2. A speech signal reproducing system in which a speech signal synthesizer includes means for substantially reproducing at least the pitch and the vocal tract characterisation of an original speech signal, during each of a succession of regular time intervals or frames of predetermined duration, in dependence upon respective pulse coded signals which represent said pitch and said characterisation and which are made available to said synthesizer at the commencement of each said interval, wherein there are provided means to generate a signal to mark a predetermined delay time after the commencement cf each pitch period of the reproduced signal, the pulse coded signals utilised by the pitch reproducing means during a time interval being updated to match those made available in respect of that interval at the first commencement of a pitch period after the commencement of said interval, and the pulse coded signals utilised by the vocal tract characterisation means being updated either at the commencement of the respective interval in the absence of a delay time marking signal, contemporaneously with the updating of the pitch-representing signals if said updating occurs in the presence of said delay time marking signal, or at the termination of said delay time marking signal if no pitch updating has yet taken place in that interval.
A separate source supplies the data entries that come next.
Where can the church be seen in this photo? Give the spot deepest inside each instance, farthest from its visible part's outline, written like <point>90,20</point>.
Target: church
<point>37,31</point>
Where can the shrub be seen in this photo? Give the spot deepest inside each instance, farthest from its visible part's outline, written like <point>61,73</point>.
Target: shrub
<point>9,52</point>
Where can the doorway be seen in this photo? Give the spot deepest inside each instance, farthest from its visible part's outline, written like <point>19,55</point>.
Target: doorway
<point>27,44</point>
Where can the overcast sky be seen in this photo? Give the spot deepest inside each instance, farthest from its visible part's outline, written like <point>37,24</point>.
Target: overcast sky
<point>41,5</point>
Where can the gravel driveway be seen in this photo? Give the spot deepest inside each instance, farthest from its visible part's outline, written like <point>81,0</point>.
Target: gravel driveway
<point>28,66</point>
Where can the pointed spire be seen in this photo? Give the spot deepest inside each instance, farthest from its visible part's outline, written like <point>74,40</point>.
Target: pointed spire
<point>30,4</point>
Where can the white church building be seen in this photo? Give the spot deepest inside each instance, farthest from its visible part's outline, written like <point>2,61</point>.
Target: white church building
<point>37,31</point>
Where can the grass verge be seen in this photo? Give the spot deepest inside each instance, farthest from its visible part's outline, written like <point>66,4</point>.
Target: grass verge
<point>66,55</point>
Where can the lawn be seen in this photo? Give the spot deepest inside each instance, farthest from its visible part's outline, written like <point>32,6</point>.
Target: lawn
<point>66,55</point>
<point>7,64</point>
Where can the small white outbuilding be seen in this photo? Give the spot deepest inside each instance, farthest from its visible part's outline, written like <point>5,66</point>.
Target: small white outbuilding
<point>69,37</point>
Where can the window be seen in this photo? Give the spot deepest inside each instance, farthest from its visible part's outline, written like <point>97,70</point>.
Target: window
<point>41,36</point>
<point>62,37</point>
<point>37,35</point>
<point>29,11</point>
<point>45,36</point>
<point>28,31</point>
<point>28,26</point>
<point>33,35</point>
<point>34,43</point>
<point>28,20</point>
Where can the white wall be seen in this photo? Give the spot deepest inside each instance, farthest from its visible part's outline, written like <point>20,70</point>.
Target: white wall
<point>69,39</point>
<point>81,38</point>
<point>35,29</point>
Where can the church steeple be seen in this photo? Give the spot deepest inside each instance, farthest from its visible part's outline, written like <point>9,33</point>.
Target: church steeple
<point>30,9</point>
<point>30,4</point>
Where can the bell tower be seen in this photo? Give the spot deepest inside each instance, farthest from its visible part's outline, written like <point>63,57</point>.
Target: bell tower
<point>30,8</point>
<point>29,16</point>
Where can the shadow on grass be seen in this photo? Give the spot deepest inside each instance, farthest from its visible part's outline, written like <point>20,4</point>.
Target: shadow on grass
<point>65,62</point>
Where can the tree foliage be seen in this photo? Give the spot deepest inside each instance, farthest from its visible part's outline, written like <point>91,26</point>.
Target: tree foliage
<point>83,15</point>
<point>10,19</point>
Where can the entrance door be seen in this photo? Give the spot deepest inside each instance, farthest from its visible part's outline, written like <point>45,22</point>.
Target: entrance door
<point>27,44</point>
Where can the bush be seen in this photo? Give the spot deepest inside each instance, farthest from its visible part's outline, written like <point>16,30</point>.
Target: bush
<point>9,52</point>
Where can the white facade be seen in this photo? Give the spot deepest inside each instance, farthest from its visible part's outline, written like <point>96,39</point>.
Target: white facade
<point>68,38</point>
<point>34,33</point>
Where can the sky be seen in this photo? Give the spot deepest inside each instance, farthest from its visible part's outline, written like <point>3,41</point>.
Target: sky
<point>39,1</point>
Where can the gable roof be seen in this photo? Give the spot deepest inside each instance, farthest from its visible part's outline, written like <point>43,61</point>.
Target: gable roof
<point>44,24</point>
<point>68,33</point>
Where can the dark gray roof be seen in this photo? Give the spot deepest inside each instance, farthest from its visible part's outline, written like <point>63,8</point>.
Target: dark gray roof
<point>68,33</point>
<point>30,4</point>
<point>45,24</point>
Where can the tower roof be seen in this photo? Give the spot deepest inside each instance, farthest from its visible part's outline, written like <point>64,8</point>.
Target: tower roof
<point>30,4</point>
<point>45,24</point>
3. A speech signal reproducing system in accordance with Claim 2 wherein the pulse coded signals which represent the pitch and vocal tract characterisation of the original speech signal and which are made available at the commencement of each time interval are themselves updated at different rates.

4. A speech signal reproducing system in accordance with Claim 3 wherein the pitchrepresenting signals are updated at the commencement of each time interval while the vocal tract characterisation signals may be updated at the commencement of alternate time intervals.

5. A speech signal reproducing system in accordance with any preceding claim wherein the time intervals are of 10 milliseconds duration.

6. A speech signal reproducing system substantially as hereinbefore described with reference to Figures 1 A and 1 B of the accompanying drawings.

7. A speech signal reproducing system substantially as hereinbefore described with reference to Figures 2A and 2B of the accompanying drawings.